Games with Unawareness: Theory & Applications
Awarded to Burkhard Schipper, National Science Foundation, $111,375
Decision makers in complex situations such as in business, politics or
sciences are not aware of all relevant facts when making decisions.
They face not just uncertainty about which facts obtain but may be also
unable to conceive of all relevant facts. Consequently, large resources
are devoted to explore unmapped terrain, figure out opportunities,
conceive of novelties, and to provide for unanticipated events. Yet, in
economics, decision theory and game theory, it is assumed that decision
makers can conceive of all relevant facts. Indeed, Modica and
Rustichini (1994) and Dekel, Lipman and Rustichini (1998) showed that
it is impossible to model unawareness with standard state-space models
that are widely used to analyze incomplete information. This limits
substantially the application of economic theory, decision theory and
game theory. The project is aimed to overcome the unrealistic
assumption of full awareness, to provide a foundation for game theory
with unawareness, and to explore the implications of asymmetric
unawareness in economics. Based on prior work by Heifetz, Meier and
Schipper (2006), an unawareness belief structure is developed, which
has standard properties of probabilistic beliefs but nevertheless
allows for unawareness. Using unawareness belief structures, Bayesian
games with unawareness are introduced, equilibrium is defined, and the
existence and structure of equilibria is analyzed. Such games are not
necessarily "common knowledge" since players may have asymmetric
awareness of payoff-relevant events, actions or opponents. The project
would prove a "No-Agreement-to-Disagree" Theorem. As an application to
markets, it is shown that speculative trade is possible under
unawareness. Yet, a "No-Trade" Theorem is proved according to which
arbitrary small transaction costs rule out speculation under
unawareness. The project also develops dynamic games with unawareness
including learning of new concepts and making others strategically
aware of issues during the play. Games with unawareness are applied to
incomplete contracts, the design of institutions, multi-issue
bargaining and strategic framing. The broader impact of this project is
to provide tractable tools to the social scientist for analyzing
situations with unanticipated events. These tools should be applicable
to more complex situations ranging from business and finance over
politics up to explorative sciences.
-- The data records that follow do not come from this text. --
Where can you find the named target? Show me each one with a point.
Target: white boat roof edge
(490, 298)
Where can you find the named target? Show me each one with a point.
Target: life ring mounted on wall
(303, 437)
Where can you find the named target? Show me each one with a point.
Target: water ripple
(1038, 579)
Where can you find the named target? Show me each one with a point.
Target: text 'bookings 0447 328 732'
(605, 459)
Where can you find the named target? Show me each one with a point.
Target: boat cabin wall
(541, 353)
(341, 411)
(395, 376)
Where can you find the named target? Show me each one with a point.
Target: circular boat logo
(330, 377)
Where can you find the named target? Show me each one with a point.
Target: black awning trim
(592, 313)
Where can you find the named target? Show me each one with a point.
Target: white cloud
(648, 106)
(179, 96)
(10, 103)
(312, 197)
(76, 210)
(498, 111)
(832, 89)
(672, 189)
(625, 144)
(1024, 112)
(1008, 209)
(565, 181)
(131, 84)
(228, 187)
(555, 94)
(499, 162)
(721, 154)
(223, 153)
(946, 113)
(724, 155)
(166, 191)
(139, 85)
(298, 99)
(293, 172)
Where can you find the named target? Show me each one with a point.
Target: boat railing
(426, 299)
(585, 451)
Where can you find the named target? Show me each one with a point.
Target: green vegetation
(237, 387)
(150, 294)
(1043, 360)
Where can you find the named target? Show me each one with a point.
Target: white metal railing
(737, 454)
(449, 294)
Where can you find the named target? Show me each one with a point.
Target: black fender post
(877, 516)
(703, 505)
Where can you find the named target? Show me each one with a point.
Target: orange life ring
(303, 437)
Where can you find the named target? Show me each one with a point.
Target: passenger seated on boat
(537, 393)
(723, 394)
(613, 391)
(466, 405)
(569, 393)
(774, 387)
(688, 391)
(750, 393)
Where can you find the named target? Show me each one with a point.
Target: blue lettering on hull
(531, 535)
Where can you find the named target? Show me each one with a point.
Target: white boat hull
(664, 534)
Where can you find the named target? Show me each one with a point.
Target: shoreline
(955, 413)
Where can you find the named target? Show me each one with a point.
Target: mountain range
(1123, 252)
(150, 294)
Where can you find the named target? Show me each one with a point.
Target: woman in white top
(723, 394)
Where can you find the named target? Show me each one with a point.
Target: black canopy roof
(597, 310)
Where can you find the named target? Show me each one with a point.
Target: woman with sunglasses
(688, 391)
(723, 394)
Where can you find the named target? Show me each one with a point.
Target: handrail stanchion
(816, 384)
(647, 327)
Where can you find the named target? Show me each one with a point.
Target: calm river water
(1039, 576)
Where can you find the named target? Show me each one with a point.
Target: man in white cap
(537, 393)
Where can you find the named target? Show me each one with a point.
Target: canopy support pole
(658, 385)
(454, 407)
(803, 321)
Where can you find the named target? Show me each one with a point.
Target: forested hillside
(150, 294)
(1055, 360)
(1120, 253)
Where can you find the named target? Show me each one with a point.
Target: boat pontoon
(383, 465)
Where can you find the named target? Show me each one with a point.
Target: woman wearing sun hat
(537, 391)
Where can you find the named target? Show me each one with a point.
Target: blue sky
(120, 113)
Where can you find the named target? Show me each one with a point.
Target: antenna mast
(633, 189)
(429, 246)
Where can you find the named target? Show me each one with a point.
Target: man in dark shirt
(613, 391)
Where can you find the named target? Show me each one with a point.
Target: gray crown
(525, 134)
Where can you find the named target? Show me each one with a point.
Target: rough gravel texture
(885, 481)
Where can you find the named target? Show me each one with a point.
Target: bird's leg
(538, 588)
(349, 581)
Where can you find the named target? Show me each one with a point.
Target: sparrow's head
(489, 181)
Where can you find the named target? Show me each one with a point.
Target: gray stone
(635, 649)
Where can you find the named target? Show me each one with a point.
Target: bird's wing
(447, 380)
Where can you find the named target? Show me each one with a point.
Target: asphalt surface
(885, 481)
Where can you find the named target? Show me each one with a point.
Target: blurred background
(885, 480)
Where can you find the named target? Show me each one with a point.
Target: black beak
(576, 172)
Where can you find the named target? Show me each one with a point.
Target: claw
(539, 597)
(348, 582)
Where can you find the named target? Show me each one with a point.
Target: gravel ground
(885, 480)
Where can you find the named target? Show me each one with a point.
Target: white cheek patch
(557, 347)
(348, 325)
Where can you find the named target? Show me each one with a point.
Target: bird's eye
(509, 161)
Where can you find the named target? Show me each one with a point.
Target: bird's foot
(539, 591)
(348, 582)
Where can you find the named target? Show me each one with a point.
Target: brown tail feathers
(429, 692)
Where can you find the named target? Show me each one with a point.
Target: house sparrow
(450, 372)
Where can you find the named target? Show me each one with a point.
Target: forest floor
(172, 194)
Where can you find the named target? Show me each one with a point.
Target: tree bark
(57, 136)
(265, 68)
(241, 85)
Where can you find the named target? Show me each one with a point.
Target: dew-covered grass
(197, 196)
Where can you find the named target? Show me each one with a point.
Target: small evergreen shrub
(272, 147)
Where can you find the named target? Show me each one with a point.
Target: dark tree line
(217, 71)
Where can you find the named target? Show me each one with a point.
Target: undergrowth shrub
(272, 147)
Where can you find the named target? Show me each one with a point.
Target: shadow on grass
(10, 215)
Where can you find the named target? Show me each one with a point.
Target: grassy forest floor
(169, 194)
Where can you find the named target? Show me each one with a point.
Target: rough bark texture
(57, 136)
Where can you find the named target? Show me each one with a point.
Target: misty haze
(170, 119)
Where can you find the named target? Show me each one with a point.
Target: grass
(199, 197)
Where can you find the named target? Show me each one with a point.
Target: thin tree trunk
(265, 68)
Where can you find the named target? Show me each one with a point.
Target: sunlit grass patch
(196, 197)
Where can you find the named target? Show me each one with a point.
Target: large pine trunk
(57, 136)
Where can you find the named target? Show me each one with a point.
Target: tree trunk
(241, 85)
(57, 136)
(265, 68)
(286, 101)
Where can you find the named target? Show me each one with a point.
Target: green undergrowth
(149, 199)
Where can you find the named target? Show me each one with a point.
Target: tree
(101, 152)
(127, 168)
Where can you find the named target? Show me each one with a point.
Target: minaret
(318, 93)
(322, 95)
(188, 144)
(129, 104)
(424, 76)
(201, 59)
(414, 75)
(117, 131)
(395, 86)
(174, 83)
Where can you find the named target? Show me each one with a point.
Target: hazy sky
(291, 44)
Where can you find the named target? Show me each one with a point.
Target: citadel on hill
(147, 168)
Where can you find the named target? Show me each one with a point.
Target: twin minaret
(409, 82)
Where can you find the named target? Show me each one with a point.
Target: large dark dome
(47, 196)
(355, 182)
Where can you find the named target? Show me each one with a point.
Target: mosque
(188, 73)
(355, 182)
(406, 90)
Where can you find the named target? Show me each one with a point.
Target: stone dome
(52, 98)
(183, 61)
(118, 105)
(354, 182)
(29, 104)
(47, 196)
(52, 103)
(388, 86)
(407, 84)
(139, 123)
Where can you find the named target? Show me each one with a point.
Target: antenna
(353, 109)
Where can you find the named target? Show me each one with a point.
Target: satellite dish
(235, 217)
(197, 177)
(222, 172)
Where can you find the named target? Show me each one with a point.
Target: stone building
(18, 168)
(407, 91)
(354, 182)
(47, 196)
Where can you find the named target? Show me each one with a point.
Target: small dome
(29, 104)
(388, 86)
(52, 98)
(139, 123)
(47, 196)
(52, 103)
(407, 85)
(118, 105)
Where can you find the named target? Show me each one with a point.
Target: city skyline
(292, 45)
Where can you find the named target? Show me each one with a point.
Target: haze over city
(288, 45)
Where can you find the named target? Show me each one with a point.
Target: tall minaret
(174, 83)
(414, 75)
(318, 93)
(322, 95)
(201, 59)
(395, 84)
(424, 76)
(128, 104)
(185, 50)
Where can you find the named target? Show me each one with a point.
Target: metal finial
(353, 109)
The project is a contribution to
formal logic, computer science and artificial intelligence since it
provides a multi-person semantic structure for reasoning about
unawareness and beliefs. Moreover, the project yields also a clear
categorization of knowledge, belief and awareness, which is relevant to
cognitive sciences. Altogether the research is expected to provide a
better understanding of decision making with unanticipated events.